First-Year Writing Seminar (101-8-2)
Instructors
Abigail Rose Barefoot
847/467-0259
Abigail Barefoot is an Assistant Professor of Instruction at the Center for Legal Studies. Prof. Barefoot’s research explores questions of justice, safety, and accountability through the lens of prison abolition and critical carceral studies Abigail’s current book project Beyond Carceral Responses: Transformative Justice, Prison Abolition, and the Movement to End Sexual Violence examines transformative justice practices for sexual violence. Using an ethnographic approach, Abigail unpacks the tensions, contradictions, and possibilities of practicing transformative justice as experienced by survivors, facilitators, and people who cause harm.
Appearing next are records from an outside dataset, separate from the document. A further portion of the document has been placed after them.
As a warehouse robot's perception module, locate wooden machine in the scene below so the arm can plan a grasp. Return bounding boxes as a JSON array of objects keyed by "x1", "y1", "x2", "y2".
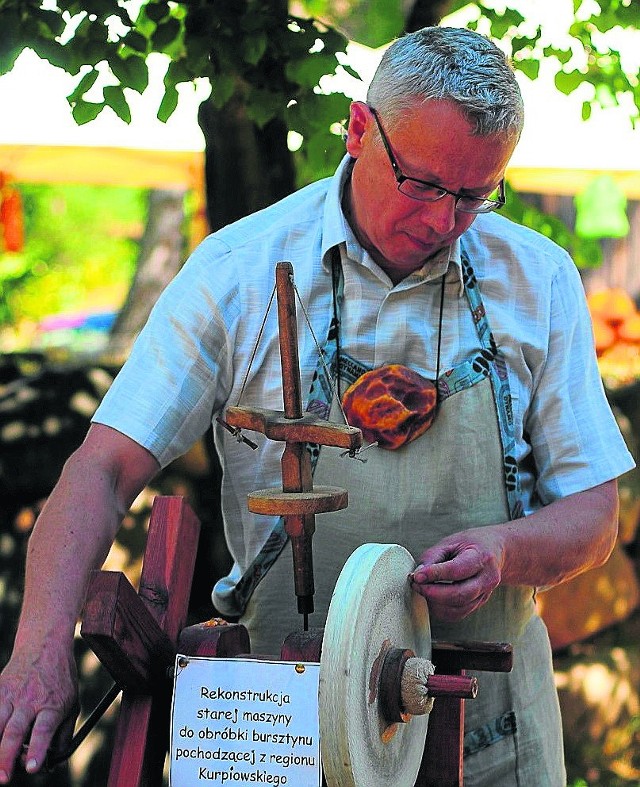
[{"x1": 60, "y1": 263, "x2": 512, "y2": 787}]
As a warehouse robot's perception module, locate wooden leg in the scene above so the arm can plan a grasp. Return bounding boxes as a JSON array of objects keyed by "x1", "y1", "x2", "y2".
[{"x1": 415, "y1": 670, "x2": 465, "y2": 787}]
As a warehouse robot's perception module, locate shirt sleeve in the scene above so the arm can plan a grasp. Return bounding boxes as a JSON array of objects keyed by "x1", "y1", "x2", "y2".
[
  {"x1": 525, "y1": 255, "x2": 634, "y2": 504},
  {"x1": 93, "y1": 239, "x2": 239, "y2": 467}
]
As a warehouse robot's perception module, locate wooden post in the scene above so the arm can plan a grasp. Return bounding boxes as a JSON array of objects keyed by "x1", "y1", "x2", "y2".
[{"x1": 82, "y1": 497, "x2": 200, "y2": 787}]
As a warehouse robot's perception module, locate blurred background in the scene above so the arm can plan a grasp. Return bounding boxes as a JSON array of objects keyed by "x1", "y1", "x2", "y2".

Her other teaching and research interests include LGBTQ Studies, American social movements, and mass incarceration.
Meeting Info
Shepard Hall B08/B09: Mon, Wed 9:30AM - 10:50AM
Overview of class
The United States is one of the few constitutional democracies that retains the death penalty. What ethical, legal, and sociological questions does the death penalty raise? How do various individuals experience and make sense of being on death row? What do people write while incarcerated and why? Students in this first-year seminar will engage with these questions through an exploration of the writings of incarcerated individuals on death row and socio-legal scholarship on incarceration more broadly. This course has a particular focus on the genre of prison writing, employing various types of writing, including autobiographies, poetry, letters, and podcasts. By examining these texts, students will explore the issues of capital punishment and mass incarceration more broadly. A primary goal of this class is to sharpen students' writing skills. We will balance reading assignments with various short writing assignments and three essays.